For compatible versions, see the version support matrix.
The following configuration is for Scala 2.13 and JDK 17, which is compatible with dedicated or standard access compute with Databricks Runtime version 17 and serverless environment version 4.
scalaVersion := "2.13.16"
javacOptions ++= Seq("-source", "17", "-target", "17")
scalacOptions ++= Seq("-release", "17")
Step 3: Add Databricks Connect as a dependency
Add Databricks Connect as a dependency to build Scala JARs. For more information, see Dependencies.
In your Scala project's build.sbt build file, add the following reference to Databricks Connect.
scalaVersion := "2.13.16"
libraryDependencies += "com.databricks" %% "databricks-connect" % "17.0.+"
// To run with new JVM options, a fork is required, otherwise it uses the same options as the sbt process.
fork := true
javaOptions += "--add-opens=java.base/java.nio=ALL-UNNAMED"
Step 4: Add other dependencies
Databricks recommends packaging your application and all dependent libraries into a single JAR file, also known as an über or fat JAR. Alternatively, you can install dependent libraries as compute-scoped libraries or in your serverless environment. For more information, see Package as a single JAR.

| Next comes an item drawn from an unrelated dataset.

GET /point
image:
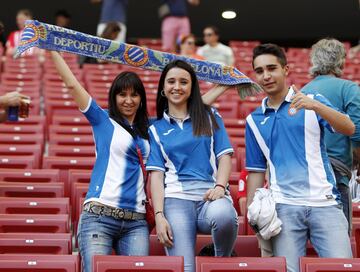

Remove any dependency on Spark. Spark APIs are provided by Databricks Connect. For more information, see Spark dependencies.
Step 5: Add Spark code
Create your main class in src/main/scala/example/DatabricksExample.scala. For details about using Spark session in your Scala code, see Using the Spark session in your code.
package com.examples
import com.databricks.connect.DatabricksSession
import org.apache.spark.sql.{SparkSession}
object SparkJar {
def main(args: Array[String]): Unit = {
val spark: SparkSession = DatabricksSession.builder()
.validateSession(false)
.addCompiledArtifacts(SparkJar.getClass.getProtectionDomain.getCodeSource.getLocation.toURI)
.getOrCreate()
println(spark.version)
println(spark.range(10).limit(3).collect().mkString(" "))
}
}
Step 6: Run and build your code
Next, run your code:
sbt run
Now create a project/assembly.sbt file with the following line, then build the project:
addSbtPlugin("com.eed3si9n" % "sbt-assembly" % "2.3.1")
sbt assembly
Step 7: Deploy your JAR
Now deploy your JAR file using a JAR task from the UI or using Databricks Asset Bundles:
The JAR you created is also supported on standard compute. However, for standard compute an administrator must add Maven coordinates and paths for JAR libraries to an allowlist. See Allowlist libraries and init scripts on compute with standard access mode (formerly shared access mode).
Databricks recommends adding a whole volume instead of individual JARs to the allowlist.